Gaylord-Ross, Robert J.
Four treatment procedures were evaluated for effectiveness in reducing self injurious behavior (SIB) of 22 severely handicapped students. Treatment procedures included contingent restraint, reinforcement withdrawal, differential reinforcement of incompatible behavior, and ommission training (rewarding the S for not emitting the SIB response). Results indicated the superiority of the contingent restraint (CR) procedure. CR was the only technique using a contingent application of an aversive stimulus. A theoretical analysis considered implications for treatment of SIB from positive and negative reinforcement interpretations. Three recommendations for treatment were made: the child should be programmed in a social and educational interaction as much as possible; educational materials and instructional commands should be programmed in a graduated fashion allowing aversive materials and commands to be avoided at first; and efforts should be made to identify maximally reinforcing stimuli. Cooperating teachers and parents were shown to be able to implement behavior modification techniques to reduce SIB. In a second study, SIB was found to be correlated with the type of task engaged in by a 16 year old severely retarded female.

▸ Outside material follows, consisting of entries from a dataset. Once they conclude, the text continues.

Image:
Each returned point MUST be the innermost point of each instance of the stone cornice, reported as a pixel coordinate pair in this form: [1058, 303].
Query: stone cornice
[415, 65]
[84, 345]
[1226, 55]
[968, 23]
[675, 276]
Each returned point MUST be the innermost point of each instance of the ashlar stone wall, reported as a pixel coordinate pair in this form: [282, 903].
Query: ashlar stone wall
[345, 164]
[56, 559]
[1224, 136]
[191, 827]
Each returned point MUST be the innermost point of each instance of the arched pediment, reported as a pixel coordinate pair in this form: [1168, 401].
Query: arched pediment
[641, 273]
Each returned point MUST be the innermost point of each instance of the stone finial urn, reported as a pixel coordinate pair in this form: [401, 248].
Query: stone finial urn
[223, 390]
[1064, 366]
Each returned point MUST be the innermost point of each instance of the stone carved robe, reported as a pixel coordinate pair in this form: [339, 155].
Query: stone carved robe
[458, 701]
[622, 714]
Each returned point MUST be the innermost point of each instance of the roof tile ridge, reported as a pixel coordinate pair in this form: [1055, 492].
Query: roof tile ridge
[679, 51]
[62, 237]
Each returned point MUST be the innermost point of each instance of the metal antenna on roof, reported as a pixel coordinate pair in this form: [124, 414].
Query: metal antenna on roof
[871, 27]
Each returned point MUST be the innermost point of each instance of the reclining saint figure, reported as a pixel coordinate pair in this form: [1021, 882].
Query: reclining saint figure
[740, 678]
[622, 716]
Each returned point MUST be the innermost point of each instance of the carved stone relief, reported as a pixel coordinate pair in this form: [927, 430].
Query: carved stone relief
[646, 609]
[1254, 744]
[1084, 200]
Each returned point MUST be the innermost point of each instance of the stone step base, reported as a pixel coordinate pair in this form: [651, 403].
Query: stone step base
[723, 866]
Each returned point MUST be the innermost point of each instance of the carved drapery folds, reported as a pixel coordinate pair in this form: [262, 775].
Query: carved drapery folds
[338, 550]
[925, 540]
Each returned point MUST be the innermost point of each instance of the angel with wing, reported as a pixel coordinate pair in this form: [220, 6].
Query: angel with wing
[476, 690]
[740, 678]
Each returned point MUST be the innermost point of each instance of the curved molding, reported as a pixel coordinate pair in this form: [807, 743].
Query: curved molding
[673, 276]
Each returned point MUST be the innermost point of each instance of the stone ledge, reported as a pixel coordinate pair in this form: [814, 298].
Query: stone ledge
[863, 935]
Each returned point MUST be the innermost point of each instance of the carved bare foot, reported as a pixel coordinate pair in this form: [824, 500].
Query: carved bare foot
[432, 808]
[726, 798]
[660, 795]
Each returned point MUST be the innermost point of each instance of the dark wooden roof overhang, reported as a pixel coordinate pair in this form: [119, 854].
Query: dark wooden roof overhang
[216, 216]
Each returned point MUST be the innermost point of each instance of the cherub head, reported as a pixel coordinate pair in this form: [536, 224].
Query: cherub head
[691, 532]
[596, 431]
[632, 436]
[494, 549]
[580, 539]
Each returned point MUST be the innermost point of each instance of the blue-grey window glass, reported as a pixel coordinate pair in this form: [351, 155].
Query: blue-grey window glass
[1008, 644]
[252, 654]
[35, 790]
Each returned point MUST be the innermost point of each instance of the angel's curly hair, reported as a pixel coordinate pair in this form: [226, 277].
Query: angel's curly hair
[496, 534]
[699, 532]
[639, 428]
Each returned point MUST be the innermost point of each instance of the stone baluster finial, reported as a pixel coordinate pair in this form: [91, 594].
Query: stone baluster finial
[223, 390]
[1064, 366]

A third study demonstrated a relationship between task difficulty and aberrant behavior. Among appendixes are sample consent forms and data sheets, and three related papers: "An Analysis of Antecedent, Response, and Consequence Events in the Treatment of Self Injurious Behavior,""A Decision Model for the Treatment of Aberrant Behavior in Applied Settings," and "The Relationship Between Task Difficulty and Inappropriate Behavior in Severely Retarded Children." (CL)
Publication Type: Reports - Research
Education Level: N/A
Sponsor: Bureau of Education for the Handicapped (DHEW/OE), Washington, DC.
Authoring Institution: Yeshiva Univ., New York, NY.